I was shocked to hear my teacher praise me even though I scored so poorly. But it was highly motivating. The first thing I did when I reached home was to complete my math Homework! Though, it took me an hour to complete.

The next day, I waited eagerly for my teacher to go through my H.W. She graded it and complimented me! She then did the proof using her method next to mine. She smiled and told me,”You have put in a lot of hard work by solving the problem.” I had used 9 proofs to get to the solution. This became an everyday interesting interaction between the student and the teacher. My proof lengths kept becoming smaller, smaller and smaller. My confidence kept ballooning – bigger, bigger and bigger! Ms.Krishnan found a spark in me and ignited my passion for mathematics and hard work.

I never became a straight “A” student.  But she taught me how to solve problems with confidence. I completed my Masters in Statistics. Whenever I felt demotivated, I remembered her smile..and then I didn’t feel worthless anymore!

Years later, I became a teacher…..and as a teacher, I have been on the lookout for students who belong to this category.
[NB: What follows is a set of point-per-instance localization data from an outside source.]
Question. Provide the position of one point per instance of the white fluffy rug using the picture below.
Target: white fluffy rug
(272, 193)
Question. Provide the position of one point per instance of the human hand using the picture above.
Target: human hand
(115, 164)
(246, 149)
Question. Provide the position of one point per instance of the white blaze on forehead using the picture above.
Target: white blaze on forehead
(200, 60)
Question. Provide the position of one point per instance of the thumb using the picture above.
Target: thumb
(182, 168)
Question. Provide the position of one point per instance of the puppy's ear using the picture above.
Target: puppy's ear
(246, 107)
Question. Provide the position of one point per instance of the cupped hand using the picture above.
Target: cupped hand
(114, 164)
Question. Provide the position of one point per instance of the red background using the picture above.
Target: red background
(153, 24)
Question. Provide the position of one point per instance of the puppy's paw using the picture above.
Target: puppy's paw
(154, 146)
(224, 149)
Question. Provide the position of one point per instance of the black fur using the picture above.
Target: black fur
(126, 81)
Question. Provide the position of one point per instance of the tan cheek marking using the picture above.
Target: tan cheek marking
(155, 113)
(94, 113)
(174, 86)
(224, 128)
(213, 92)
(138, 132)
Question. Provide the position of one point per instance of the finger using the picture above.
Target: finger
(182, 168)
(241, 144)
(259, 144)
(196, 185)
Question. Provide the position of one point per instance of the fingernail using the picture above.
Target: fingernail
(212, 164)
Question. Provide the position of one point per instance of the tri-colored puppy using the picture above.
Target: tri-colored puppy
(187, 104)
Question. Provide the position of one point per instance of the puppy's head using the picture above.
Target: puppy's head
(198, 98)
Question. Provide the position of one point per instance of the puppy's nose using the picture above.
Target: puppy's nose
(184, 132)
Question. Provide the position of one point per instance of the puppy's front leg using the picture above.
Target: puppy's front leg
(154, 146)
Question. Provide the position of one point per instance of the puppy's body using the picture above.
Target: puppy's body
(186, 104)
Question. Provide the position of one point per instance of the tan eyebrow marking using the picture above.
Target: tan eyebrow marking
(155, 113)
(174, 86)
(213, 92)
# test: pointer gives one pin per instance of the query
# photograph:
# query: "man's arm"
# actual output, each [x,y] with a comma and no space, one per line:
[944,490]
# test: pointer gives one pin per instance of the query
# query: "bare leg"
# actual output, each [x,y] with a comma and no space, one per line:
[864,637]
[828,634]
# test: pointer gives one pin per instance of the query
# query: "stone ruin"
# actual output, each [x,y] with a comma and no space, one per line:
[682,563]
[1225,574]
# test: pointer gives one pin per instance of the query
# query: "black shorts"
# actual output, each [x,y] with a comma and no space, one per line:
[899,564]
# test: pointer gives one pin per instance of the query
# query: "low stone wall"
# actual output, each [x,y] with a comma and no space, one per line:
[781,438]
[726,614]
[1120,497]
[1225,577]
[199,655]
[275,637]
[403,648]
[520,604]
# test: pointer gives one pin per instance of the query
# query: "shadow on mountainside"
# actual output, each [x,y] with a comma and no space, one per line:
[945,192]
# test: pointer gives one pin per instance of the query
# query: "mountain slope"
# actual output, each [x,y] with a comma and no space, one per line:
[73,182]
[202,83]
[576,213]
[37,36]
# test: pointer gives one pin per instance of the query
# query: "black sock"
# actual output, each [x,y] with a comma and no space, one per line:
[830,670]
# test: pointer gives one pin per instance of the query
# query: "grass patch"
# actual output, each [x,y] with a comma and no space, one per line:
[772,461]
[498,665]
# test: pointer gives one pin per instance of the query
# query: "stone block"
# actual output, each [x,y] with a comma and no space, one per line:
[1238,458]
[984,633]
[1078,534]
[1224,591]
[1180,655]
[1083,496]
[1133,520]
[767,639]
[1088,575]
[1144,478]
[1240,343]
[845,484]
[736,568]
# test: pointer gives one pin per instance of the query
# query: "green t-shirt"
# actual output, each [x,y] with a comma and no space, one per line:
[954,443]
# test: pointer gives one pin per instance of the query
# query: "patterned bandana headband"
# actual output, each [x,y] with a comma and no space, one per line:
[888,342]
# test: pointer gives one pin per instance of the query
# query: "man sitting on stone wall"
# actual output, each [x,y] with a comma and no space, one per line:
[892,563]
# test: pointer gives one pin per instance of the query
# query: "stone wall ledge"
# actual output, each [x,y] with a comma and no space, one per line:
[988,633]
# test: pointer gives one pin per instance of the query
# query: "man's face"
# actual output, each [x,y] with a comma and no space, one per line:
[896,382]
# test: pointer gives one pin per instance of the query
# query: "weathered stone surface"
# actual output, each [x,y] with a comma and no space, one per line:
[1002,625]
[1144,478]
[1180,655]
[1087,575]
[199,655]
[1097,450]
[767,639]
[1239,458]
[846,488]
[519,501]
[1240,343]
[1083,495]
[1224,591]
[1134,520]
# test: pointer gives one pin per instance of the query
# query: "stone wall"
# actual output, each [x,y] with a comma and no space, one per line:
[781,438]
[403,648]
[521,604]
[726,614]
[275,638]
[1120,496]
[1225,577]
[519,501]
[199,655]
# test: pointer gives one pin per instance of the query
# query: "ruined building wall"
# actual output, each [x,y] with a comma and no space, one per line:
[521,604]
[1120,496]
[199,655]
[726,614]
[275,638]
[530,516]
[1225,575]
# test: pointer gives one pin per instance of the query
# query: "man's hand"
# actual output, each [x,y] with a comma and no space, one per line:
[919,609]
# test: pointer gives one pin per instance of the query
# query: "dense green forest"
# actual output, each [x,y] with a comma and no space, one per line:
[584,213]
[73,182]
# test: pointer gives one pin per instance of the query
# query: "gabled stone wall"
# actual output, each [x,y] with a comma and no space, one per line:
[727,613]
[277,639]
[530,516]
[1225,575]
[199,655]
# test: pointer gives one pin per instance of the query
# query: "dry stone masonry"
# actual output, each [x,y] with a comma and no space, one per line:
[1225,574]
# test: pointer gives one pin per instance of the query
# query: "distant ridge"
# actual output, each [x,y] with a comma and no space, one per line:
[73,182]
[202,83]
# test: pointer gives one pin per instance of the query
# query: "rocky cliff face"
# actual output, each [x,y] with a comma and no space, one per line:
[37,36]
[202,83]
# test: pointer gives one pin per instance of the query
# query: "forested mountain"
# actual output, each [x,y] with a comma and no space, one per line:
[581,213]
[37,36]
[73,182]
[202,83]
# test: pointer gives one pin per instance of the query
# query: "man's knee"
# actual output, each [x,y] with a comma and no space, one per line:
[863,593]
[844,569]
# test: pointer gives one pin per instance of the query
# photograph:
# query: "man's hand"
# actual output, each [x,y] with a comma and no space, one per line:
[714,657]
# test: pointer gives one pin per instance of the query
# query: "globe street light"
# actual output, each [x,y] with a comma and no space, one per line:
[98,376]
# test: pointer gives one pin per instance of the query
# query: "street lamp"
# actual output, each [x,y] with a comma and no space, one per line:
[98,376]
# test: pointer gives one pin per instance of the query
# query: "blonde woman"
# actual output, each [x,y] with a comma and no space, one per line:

Annabel, with her gloomy eyes reminded me of my younger self. I empathized with her, talked and listened to her. I highlighted her strengths and complimented her, just like Ms.Krishnan did years ago. The glow in her eyes was divine!     

Can I ask you all something?  Can you all try giving just 5 minutes a day to a fellow human being with whom you are associated by being compassionate and motivating?  Your kind action might motivate the person who felt as invisible as a cellophane, feel worthier!